Green Mountain Audubon Welcomes Three New Board Members
by Lucie Lehmann
GMAS welcomed three accomplished new board members at its January meeting, filling vacancies left by the retirement of several long-term board members. The two women and one man represent a diversity of backgrounds and ages, and they are already hard at work attending outings and serving on committees.
Adam Weiss, a longtime biology teacher at Essex High School, retired in June of 2021. He lives on the Richmond/Williston border with his wife and three daughters, all of them outdoor enthusiasts who have spent many happy days on the Audubon property in Huntington. It was there that Adam first encountered what he considers his spark bird, a Mourning Warbler.
As are the other two, Adam is motivated by a strong desire to give back to the community in a different way, now that he has more time. In Adam’s role as the new Chair of the Grants and Scholarship Committee, the self-described team player who tries to find joy in everything he does has already reached out to former colleagues to let them know of the availability of grant funding to support environmentally-oriented projects. “What appeals to me about [that role] is channeling financial support to people and projects that are helping to capture a conservation ethic in young people,” he says enthusiastically.
This is Adam’s first time serving on a board, and he wants “to be part of a team that realizes in a practical sense [a continuation] of our already strong environmentalism in Vermont; a sense of working together. I want to help our local community take advantage of how their interests align with ours at GMAS.”
Dr. Ingrid Barcelo, a native of Girona, Spain, is married to a native Vermonter and has lived here since shortly after completing her PhD at the University of Nebraska in 2013. She is an ornithologist by training, did research on Sandhill Cranes in the Chihuahuan Desert in Mexico, and taught ornithology at UVM for two years before moving into an administrative role there. Now, as a grant proposal developer, she uses her research background to assist faculty members in writing, editing, and reviewing their grant proposals, a job that she loves.
Now that her two children are a little older, joining the GMAS board gives Ingrid a chance to do something for her adopted home state and return to birding. “The big picture for me is to give back in some fashion to Vermont. I want to contribute in some way, and this is a specific opportunity, if I can help bring birds closer to more people, to make them more accessible to families who have never even considered taking their kids birding,” she says. She responded to an appeal by GMAS for new board members, especially those interested in diversity, equity, and inclusion, in part because her own experiences on Audubon outings highlighted what seemed to her a lack of younger people and women, especially Hispanic women, on those outings.

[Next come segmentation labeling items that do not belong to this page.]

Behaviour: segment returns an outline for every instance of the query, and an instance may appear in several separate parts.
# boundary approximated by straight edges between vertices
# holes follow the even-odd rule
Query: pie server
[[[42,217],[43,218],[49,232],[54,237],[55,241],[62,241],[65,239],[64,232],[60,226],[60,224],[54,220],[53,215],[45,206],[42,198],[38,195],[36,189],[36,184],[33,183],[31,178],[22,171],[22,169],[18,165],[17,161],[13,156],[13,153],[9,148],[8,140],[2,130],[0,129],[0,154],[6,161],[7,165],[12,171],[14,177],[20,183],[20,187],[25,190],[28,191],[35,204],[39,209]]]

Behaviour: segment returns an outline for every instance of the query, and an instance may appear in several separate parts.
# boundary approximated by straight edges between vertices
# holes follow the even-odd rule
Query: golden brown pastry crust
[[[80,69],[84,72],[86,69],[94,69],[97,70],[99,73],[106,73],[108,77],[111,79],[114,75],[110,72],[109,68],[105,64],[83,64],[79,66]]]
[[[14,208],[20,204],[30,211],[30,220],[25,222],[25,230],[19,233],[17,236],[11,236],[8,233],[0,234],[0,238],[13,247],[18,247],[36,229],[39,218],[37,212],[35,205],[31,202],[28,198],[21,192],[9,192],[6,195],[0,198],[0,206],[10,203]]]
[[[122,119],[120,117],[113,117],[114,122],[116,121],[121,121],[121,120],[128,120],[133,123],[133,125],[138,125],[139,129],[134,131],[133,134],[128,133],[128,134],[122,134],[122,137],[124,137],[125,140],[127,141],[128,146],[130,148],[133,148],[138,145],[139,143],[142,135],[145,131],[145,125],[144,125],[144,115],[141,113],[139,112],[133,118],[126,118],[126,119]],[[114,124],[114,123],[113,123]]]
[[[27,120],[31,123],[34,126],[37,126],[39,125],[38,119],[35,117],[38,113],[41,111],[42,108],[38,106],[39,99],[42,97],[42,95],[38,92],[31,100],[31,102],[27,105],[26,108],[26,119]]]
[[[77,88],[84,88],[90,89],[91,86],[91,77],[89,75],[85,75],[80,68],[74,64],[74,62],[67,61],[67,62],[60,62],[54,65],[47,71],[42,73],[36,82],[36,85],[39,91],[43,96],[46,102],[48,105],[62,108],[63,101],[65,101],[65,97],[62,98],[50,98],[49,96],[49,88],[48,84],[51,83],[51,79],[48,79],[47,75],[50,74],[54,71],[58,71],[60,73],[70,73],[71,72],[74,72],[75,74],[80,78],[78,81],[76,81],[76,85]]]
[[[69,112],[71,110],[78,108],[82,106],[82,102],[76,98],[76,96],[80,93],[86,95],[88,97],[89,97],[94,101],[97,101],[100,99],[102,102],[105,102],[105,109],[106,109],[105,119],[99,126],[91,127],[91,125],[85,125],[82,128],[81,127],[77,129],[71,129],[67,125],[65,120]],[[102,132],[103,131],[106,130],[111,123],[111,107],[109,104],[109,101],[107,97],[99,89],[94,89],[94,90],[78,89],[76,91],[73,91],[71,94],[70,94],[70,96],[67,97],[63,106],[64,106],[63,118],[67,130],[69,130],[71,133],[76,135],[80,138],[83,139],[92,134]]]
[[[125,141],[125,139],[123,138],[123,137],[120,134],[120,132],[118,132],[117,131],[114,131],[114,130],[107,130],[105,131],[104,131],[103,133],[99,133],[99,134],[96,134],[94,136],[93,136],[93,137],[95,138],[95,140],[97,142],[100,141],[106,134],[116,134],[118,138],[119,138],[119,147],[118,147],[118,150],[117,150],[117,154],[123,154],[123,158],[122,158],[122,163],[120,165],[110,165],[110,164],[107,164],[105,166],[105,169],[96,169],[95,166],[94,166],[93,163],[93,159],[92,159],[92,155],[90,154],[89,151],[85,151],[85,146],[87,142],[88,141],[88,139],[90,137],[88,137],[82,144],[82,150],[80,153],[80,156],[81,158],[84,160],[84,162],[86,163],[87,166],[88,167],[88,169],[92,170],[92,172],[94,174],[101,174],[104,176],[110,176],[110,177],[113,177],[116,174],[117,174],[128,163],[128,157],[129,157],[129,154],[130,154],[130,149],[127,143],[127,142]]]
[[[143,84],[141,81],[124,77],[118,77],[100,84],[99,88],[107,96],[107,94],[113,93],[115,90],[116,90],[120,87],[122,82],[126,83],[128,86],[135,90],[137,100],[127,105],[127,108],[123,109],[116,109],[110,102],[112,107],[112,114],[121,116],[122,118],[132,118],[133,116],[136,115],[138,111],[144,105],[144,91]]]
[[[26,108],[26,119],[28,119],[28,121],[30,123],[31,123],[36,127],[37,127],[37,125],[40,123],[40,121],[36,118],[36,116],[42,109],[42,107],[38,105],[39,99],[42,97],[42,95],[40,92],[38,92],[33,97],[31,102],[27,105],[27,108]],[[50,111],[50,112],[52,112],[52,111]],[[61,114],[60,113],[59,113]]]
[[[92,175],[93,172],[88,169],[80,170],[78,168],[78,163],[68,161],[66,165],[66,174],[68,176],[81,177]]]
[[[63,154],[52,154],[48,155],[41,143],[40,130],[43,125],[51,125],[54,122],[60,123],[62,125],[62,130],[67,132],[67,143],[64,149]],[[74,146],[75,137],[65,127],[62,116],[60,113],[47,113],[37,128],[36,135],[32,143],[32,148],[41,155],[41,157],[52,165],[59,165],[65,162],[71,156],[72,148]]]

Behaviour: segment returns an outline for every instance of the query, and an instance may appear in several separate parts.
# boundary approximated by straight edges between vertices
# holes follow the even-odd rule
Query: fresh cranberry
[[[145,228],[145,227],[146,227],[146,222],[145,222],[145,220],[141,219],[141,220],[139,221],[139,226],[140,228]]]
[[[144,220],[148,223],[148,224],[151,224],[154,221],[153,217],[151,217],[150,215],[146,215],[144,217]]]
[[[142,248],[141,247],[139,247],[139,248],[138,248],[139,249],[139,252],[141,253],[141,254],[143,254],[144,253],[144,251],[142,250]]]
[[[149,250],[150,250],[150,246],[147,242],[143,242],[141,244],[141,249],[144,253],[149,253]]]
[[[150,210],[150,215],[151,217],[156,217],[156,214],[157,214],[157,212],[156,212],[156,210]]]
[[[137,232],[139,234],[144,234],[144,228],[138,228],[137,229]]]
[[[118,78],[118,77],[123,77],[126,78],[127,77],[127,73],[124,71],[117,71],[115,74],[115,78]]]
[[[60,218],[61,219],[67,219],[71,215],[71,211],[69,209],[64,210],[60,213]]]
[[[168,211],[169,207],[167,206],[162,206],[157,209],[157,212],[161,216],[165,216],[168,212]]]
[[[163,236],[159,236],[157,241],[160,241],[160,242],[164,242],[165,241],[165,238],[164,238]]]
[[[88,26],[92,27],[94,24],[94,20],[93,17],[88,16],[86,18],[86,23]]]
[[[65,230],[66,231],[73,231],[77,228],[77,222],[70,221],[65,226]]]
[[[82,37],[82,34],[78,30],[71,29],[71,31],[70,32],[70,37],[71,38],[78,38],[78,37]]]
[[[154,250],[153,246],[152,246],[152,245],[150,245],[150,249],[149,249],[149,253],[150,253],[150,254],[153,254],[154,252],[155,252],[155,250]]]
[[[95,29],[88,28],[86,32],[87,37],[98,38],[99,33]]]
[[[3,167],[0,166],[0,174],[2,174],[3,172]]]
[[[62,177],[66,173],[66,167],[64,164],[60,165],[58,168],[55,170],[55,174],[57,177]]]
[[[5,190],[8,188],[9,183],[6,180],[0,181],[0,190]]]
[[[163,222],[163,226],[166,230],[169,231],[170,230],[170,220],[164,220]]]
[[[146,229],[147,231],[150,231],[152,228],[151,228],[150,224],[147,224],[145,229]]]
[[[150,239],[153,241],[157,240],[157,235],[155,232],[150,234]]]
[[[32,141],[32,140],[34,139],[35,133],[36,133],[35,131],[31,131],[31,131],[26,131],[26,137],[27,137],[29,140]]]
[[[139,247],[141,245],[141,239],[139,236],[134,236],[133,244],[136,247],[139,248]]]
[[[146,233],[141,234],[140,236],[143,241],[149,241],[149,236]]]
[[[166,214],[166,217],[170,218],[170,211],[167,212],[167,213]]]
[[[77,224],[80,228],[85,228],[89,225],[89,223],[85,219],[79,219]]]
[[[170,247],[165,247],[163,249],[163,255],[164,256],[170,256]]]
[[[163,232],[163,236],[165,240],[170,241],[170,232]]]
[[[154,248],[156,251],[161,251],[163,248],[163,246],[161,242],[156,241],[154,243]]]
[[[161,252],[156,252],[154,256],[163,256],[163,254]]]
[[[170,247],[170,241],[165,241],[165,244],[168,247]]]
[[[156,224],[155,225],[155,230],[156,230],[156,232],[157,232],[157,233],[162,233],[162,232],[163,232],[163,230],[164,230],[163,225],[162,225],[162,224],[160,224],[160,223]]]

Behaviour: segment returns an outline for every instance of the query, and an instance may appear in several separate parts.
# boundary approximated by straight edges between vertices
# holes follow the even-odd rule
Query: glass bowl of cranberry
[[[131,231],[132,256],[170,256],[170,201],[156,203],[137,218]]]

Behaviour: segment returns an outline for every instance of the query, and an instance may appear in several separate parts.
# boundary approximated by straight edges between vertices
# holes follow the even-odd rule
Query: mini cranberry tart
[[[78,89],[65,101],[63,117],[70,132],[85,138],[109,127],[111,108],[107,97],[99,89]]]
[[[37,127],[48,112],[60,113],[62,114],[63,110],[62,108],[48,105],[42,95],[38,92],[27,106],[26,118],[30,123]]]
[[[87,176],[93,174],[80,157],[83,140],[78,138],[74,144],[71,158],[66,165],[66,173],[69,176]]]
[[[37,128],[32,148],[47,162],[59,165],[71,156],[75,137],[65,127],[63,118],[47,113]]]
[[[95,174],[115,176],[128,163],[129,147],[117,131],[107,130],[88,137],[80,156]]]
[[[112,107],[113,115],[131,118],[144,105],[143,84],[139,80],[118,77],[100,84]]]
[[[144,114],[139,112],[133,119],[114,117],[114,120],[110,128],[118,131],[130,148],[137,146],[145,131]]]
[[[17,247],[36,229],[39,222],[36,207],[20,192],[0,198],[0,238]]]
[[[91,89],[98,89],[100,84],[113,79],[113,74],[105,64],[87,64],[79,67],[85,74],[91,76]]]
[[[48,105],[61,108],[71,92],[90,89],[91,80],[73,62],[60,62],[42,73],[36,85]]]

Ingrid wants to make birding welcoming to all. “I want people to feel less intimidated. They may not be experts or birders, but that’s ok; you can still come and enjoy,” she explains, noting that she herself is still learning to bird by ear in Vermont. The birds here are very different than those she grew up with in Spain, including her spark bird, the Eurasian Hoopoe, which she first noticed, not at home, but while she was working in the Middle East. Ingrid serves on GMAS’s Equity, Diversity, Inclusion, and Belonging Committee, where she intends to create family-friendly outings for children and non-traditional birders, including in the immigrant community.
Emily Anderson, an Addison County native, grew up next to the Hurd Grassland, attended college in Maine, earned a B.S. in Ecology and Environmental Science, and returned to Vermont to attend Vermont Law School, where she earned a Master’s degree in Environmental Law and Policy. Today she lives in Burlington with her husband, a physician, who is starting his residency at UVM.
Birds weren’t the focus of Emily’s education, though she noticed that they somehow became a theme in much of what she did, including in grad school, where she did research on Sage Grouse in Colorado. And, as a lifelong nature lover, birds like Common Yellowthroat, her spark bird, have always been embedded in her outdoor experience. She sees that affinity in others, as well. “I think birds are gateway organisms for getting people to care about the natural world. They’re ever-present in our daily lives, and the more you think about them, the more you get thrilled to recognize familiar faces in the backyard. For many, they’re what get people to think about the natural world.”
Emily serves on the Communications Committee, as well as on the Equity, Diversity, Inclusion, and Belonging Committee, where she hopes her presence will help “make birding and natural spaces more inclusive…and bring more people from wider backgrounds into the world of birds and build more stewards for the environment.” It’s work that she excels at as the Director of Science Communications at the Vermont Center for Ecostudies. There, Emily utilizes her multidisciplinary background to write about the intersection of science, conservation, and nature, and to educate people and connect them with nature in a sustained and impactful way.
As GMAS continues its mission of protecting birds and their habitat and connecting birds with people, these three new board members will be welcome, diverse, and powerful new advocates.